Dreamweaver MX 2004 also includes CSS enhancements aimed at less experienced Web developers. The program ships with several CSS-based designs to get users started with table-free layouts. In addition, the revamped Property Inspector uses Microsoft Word–like controls such as a font menu to make formatting with CSS painless. To ensure that Web pages work with the browsers you’re targeting, use the Check Browser Support tool to identify HTML tags and CSS code that those browsers don’t support — the program includes profiles for various versions of Safari, Mozilla, Opera, Netscape Navigator, and Internet Explorer.
Dreamweaver MX 2004 also incorporates features that streamline your workflow.

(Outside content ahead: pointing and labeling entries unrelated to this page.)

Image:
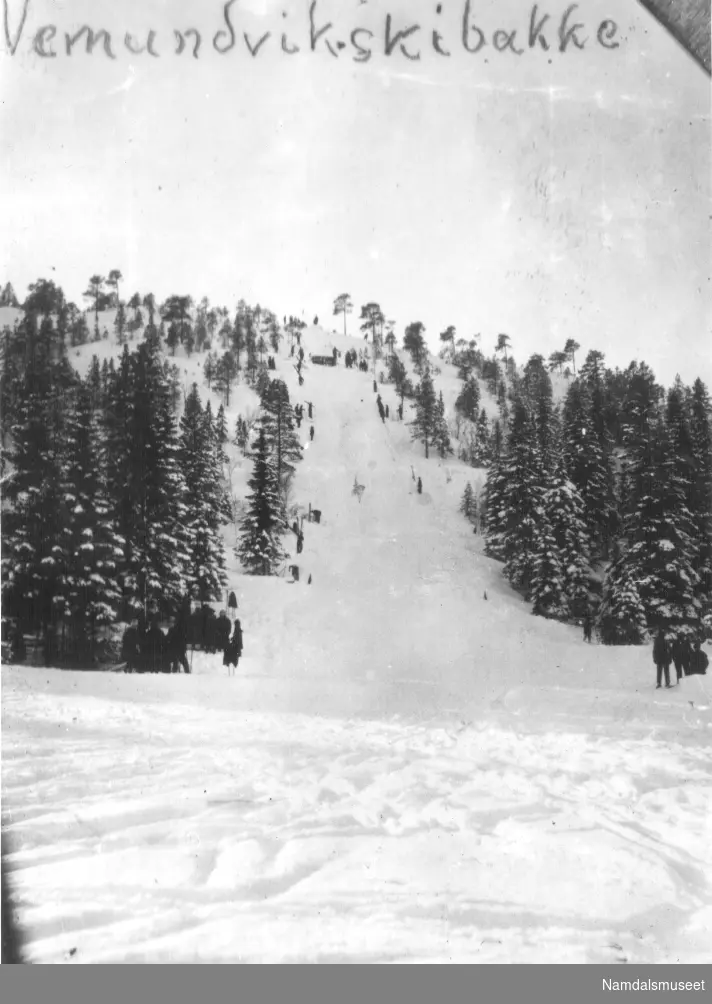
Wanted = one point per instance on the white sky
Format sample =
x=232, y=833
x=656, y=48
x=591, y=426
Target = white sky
x=452, y=191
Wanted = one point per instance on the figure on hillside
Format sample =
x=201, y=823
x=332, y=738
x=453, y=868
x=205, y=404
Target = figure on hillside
x=587, y=625
x=681, y=653
x=662, y=658
x=222, y=632
x=18, y=651
x=153, y=647
x=699, y=661
x=176, y=646
x=233, y=649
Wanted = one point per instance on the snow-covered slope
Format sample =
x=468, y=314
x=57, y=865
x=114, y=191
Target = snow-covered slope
x=402, y=771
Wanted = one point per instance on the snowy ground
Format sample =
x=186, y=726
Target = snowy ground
x=402, y=771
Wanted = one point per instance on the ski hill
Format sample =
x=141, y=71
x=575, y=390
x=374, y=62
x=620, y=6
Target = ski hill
x=408, y=767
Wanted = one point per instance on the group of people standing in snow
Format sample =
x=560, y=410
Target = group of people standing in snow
x=685, y=654
x=146, y=648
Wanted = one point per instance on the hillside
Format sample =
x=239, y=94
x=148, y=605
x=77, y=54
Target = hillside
x=408, y=767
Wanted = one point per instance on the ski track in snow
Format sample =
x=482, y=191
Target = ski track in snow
x=402, y=771
x=152, y=830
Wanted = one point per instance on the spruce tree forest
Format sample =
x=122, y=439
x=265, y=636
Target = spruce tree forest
x=116, y=493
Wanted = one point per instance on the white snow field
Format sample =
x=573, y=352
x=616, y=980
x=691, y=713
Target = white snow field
x=402, y=771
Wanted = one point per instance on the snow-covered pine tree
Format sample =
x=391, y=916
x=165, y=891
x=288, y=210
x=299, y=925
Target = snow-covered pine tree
x=398, y=375
x=468, y=504
x=221, y=436
x=548, y=589
x=277, y=422
x=495, y=508
x=242, y=435
x=660, y=533
x=536, y=387
x=426, y=423
x=641, y=413
x=468, y=401
x=33, y=522
x=205, y=503
x=622, y=616
x=700, y=498
x=587, y=463
x=157, y=550
x=483, y=453
x=524, y=477
x=564, y=514
x=442, y=433
x=92, y=547
x=260, y=547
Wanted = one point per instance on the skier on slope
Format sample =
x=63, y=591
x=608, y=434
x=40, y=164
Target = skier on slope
x=587, y=625
x=233, y=650
x=662, y=657
x=681, y=653
x=699, y=661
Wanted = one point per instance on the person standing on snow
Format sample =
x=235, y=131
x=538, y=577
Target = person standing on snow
x=587, y=625
x=662, y=657
x=681, y=656
x=233, y=650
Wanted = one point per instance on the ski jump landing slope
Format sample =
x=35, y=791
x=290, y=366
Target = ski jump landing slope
x=402, y=771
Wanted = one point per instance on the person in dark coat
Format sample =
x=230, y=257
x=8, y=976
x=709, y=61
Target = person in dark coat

The program includes simple image-editing tools, so if you need to crop, sharpen, shrink, or adjust brightness and contrast, you needn’t jump to another program. Dreamweaver MX 2004 has also added support for secure FTP (SFTP) and boosted the performance of its basic FTP tool, so you can spend less time waiting for files to transfer and more time building cool Web sites. A new Favorites tab lets you gather all your most commonly used tools into one space on the Insert bar — no more jumping from tab to tab to access the handful of tools you use daily. If you paste in text from Microsoft Word and Excel documents, you’ll be happy to know that Dreamweaver MX 2004 keeps basic formatting such as paragraph breaks, bold, italics, and headings, and translates Excel cells into HTML tables. Dreamweaver MX 2004 will convert graphics that are embedded in a document to JPEG files and place them inside the Web site you’re working on. In addition, the Paste Formatted command preserves complex page formatting such as text color, size, and font — but it does this at the expense of creating some strange and bloated CSS code.
Unfortunately, Macromedia has to work out some glitches related to copying and pasting text into Dreamweaver MX 2004: opening single quotation marks (‘) paste correctly, but closing single quotation marks (‘) paste as single straight quotation marks (‘); punctuation marks occasionally have extra spaces before or after them; and bulleted lists don’t always paste with the proper HTML tag.
What’s Getting Old
Likewise, Dreamweaver doesn’t add much to its powerful tools for building database-driven Web sites. A few new PHP tools have been added — bringing support for that technology almost to the level of other server models such as Microsoft’s Active Server Page technology. But there’s plenty of room for new features such as improved SQL query building, e-mail tools, server-side form validation, and more-advanced application-development features. It’s a shame that one of the most exciting additions in Dreamweaver MX hasn’t kept up with the growing demands of Web developers.
While Dreamweaver MX 2004 performs some actions more rapidly than it used to (rebuilding a site cache, basic text find and replace, and FTP), it doesn’t feel significantly faster. In some cases, such as opening multiple Web pages, the program performs slower.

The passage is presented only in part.